Inquisition Trial of Francisco Gómez Robledo, 1663-1664
- Apr 10
- 2 min read
Updated: Apr 22
Sargento mayor Francisco Gómez Robledo was one of six prisoners sent from New Mexico to stand trial before the Inquisition in Mexico City in 1663. He was charged with making heretical statements and for practicing Judaism. Several scholars and researchers have described Gómez’s background and ordeal to varying degrees of detail, but now the full details of his story are available.

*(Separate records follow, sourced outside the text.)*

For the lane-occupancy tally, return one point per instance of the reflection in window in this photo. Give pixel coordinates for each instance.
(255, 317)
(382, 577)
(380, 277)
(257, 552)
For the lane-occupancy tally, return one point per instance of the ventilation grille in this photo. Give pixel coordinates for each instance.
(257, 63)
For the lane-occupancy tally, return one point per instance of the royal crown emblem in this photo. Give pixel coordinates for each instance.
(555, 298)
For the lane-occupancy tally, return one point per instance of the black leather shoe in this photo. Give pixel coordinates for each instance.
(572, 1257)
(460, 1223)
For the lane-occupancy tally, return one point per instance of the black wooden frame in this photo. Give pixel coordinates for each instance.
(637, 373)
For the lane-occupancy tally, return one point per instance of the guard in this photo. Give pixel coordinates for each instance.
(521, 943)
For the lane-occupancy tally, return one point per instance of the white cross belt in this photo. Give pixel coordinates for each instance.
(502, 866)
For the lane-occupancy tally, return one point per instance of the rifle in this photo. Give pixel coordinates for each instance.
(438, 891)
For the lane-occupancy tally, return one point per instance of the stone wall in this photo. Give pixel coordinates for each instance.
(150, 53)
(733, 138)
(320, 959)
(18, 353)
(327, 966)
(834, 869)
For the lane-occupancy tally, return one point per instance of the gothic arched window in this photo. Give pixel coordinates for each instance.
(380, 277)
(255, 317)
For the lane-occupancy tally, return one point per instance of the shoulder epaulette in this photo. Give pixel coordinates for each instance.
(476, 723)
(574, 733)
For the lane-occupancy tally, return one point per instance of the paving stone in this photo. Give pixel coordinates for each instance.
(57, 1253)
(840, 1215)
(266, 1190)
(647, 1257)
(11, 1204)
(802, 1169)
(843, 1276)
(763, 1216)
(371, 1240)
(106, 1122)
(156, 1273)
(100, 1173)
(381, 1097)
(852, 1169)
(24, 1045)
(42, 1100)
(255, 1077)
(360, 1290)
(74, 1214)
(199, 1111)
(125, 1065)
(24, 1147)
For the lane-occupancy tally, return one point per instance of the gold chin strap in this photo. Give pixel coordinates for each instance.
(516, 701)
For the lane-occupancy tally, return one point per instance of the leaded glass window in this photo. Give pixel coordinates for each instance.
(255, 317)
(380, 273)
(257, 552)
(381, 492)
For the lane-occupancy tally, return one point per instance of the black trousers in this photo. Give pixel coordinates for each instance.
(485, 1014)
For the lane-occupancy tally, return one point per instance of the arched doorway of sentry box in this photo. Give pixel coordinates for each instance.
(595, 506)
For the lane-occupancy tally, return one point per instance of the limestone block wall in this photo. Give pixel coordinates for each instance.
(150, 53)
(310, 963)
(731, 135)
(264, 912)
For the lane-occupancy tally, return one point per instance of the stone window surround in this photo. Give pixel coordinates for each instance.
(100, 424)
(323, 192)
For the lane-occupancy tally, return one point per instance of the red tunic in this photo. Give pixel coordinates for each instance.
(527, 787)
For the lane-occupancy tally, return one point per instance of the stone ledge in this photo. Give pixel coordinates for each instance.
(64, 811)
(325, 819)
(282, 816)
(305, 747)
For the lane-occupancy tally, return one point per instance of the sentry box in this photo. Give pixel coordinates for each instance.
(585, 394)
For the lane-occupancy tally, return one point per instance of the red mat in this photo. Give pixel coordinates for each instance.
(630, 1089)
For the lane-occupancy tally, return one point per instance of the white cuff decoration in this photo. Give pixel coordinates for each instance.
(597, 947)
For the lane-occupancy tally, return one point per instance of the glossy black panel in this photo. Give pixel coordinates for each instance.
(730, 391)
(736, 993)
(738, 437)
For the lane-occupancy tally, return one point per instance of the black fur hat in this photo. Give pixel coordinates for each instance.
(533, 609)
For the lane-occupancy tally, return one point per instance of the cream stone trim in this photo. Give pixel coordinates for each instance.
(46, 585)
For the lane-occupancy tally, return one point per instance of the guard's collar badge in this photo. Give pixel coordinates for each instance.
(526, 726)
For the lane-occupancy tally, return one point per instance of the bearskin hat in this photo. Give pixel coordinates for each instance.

UC Berkeley’s Cibola Project has published my transcription (in Spanish, with a Preface in English) of the entirety of his inquisition case file. It includes the testimony of 19 witnesses; details of his indictment and incarceration; and transcripts from his hearings before the Inquisition judges. Genealogists will be particularly interested in Gómez’s description of his ancestry and living relatives (folios 341r-346r). Check out the name index at the end of the document for a list of everyone mentioned throughout the case file.

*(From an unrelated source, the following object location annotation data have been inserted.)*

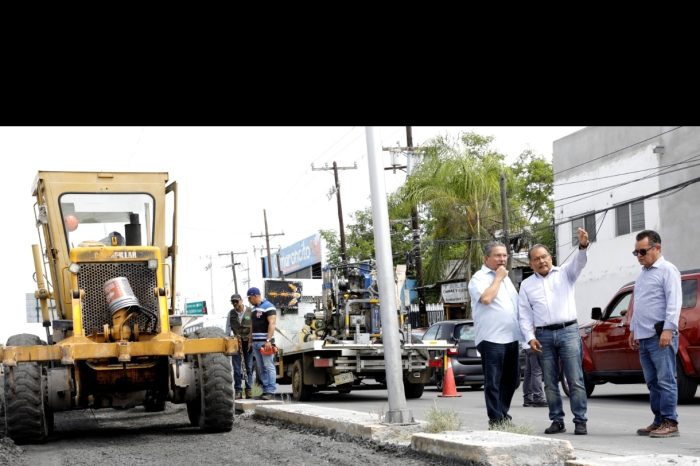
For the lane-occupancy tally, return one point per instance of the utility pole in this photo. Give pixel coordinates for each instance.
(398, 410)
(233, 266)
(504, 211)
(279, 266)
(267, 243)
(211, 282)
(343, 251)
(417, 256)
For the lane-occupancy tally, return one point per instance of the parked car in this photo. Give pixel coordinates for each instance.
(607, 356)
(465, 359)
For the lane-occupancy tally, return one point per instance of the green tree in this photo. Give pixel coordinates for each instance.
(534, 190)
(359, 239)
(458, 184)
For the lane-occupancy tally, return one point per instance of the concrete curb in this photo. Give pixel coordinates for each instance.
(485, 447)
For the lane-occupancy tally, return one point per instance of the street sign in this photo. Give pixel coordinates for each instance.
(196, 308)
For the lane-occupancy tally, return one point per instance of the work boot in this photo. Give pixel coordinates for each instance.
(667, 429)
(648, 429)
(557, 427)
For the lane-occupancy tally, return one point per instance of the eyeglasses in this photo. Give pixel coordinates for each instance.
(642, 252)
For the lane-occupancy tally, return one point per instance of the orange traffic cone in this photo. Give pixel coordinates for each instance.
(449, 387)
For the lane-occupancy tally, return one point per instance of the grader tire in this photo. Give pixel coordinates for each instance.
(28, 417)
(212, 410)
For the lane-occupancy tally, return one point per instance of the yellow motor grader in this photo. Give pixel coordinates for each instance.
(105, 278)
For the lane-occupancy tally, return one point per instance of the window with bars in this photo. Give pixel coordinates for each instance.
(629, 217)
(586, 222)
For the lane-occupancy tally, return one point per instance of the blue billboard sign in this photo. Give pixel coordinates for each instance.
(299, 255)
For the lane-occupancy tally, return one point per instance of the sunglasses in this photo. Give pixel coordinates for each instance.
(642, 252)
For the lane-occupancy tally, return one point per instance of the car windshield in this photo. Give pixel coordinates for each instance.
(467, 332)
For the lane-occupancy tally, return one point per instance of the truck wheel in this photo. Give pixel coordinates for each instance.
(687, 386)
(345, 388)
(28, 417)
(212, 409)
(300, 392)
(413, 390)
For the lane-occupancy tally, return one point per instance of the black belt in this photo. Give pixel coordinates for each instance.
(557, 326)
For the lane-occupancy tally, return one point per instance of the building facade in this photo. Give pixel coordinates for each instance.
(617, 181)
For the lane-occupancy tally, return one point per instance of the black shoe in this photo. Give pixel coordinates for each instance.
(557, 427)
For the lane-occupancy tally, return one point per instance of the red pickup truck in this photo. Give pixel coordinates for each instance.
(607, 356)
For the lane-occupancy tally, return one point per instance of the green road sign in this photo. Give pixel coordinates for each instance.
(196, 308)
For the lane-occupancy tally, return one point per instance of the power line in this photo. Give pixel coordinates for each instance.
(678, 186)
(617, 150)
(624, 173)
(595, 192)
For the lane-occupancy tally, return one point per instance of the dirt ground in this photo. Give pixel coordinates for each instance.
(134, 437)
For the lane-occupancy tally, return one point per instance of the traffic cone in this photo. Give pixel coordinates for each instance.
(449, 388)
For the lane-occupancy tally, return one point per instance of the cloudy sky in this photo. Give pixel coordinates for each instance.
(226, 177)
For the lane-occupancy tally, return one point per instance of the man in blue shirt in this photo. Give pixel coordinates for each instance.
(264, 317)
(657, 302)
(494, 307)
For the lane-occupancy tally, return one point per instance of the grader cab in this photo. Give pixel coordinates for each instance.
(106, 288)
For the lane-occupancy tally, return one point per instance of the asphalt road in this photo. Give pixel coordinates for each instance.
(615, 412)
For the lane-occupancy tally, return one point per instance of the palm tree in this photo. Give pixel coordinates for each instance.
(458, 183)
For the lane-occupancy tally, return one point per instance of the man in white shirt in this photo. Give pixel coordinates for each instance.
(494, 308)
(547, 314)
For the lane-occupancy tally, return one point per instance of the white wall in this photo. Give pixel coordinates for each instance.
(610, 260)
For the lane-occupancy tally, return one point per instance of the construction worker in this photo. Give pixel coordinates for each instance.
(239, 324)
(264, 316)
(308, 331)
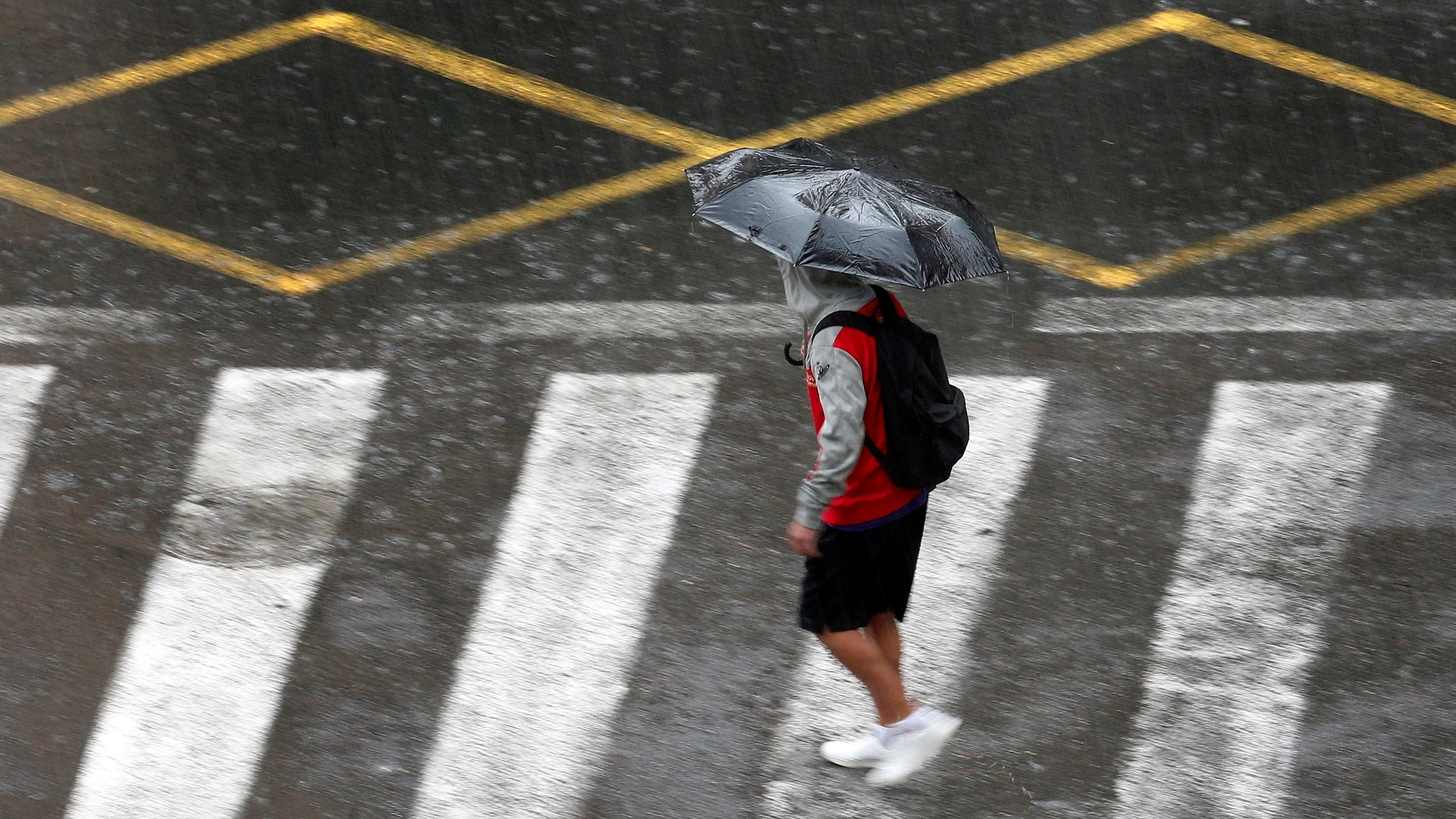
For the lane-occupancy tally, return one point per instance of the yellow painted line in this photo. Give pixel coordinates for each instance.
(150, 237)
(1311, 64)
(695, 145)
(1327, 215)
(522, 86)
(651, 178)
(1065, 262)
(962, 84)
(153, 72)
(669, 172)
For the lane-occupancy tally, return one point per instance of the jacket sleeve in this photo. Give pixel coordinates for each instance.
(842, 436)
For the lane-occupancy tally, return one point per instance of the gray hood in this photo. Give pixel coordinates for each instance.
(815, 294)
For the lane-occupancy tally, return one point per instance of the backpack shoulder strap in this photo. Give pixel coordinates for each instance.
(848, 318)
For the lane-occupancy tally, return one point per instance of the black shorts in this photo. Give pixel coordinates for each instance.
(861, 575)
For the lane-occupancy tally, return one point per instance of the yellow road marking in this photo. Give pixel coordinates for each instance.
(695, 145)
(155, 72)
(522, 86)
(1065, 262)
(654, 177)
(1311, 64)
(1307, 220)
(962, 84)
(147, 235)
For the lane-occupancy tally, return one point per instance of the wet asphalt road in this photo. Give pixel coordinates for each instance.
(318, 152)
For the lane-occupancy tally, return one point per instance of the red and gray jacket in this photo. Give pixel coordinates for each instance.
(848, 487)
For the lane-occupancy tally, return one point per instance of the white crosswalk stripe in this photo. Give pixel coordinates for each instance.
(196, 690)
(963, 538)
(1241, 623)
(560, 619)
(561, 616)
(21, 389)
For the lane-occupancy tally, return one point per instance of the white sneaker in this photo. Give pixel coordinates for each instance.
(923, 735)
(864, 753)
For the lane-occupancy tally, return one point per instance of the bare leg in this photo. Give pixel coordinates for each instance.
(864, 658)
(886, 634)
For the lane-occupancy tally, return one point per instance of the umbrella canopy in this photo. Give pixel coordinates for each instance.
(815, 206)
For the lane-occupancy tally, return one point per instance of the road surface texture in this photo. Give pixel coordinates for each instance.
(382, 438)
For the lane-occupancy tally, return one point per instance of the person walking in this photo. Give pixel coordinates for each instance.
(858, 531)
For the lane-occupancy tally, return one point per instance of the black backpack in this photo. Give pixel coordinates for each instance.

The Inquisition accused Gómez under 19 articles of evidence, but they centered around four principal charges: 1) his heretical belief that the sacrament of baptism did not confer a spiritual kinship between the child and the priest, or between the parents and the priest; 2) his heretical belief that striking an image of Christ was not a sin; 3) his assumed support for the heretical belief of his cousin Diego Romero regarding the obligations of two people involved in an illicit relationship; and 4) for being a practicing Jew (based primarily on allegations against his father, Francisco Gómez, who had been a partisan of the governors).
Though the judges ultimately acquitted him of all charges, there are lingering doubts about whether or not the Gómez family descended from Jews who had recently converted to Christianity or if the Franciscan priests of New Mexico fabricated the accusations because they had an axe to grind with the Gómez family. For further reading about the persistence of Jewish traditions among descendants of Spanish Sephardic Jews in the Southwest, see Stanley Hordes’ book To the End of the Earth: A History of the Crypto-Jews of New Mexico (2005).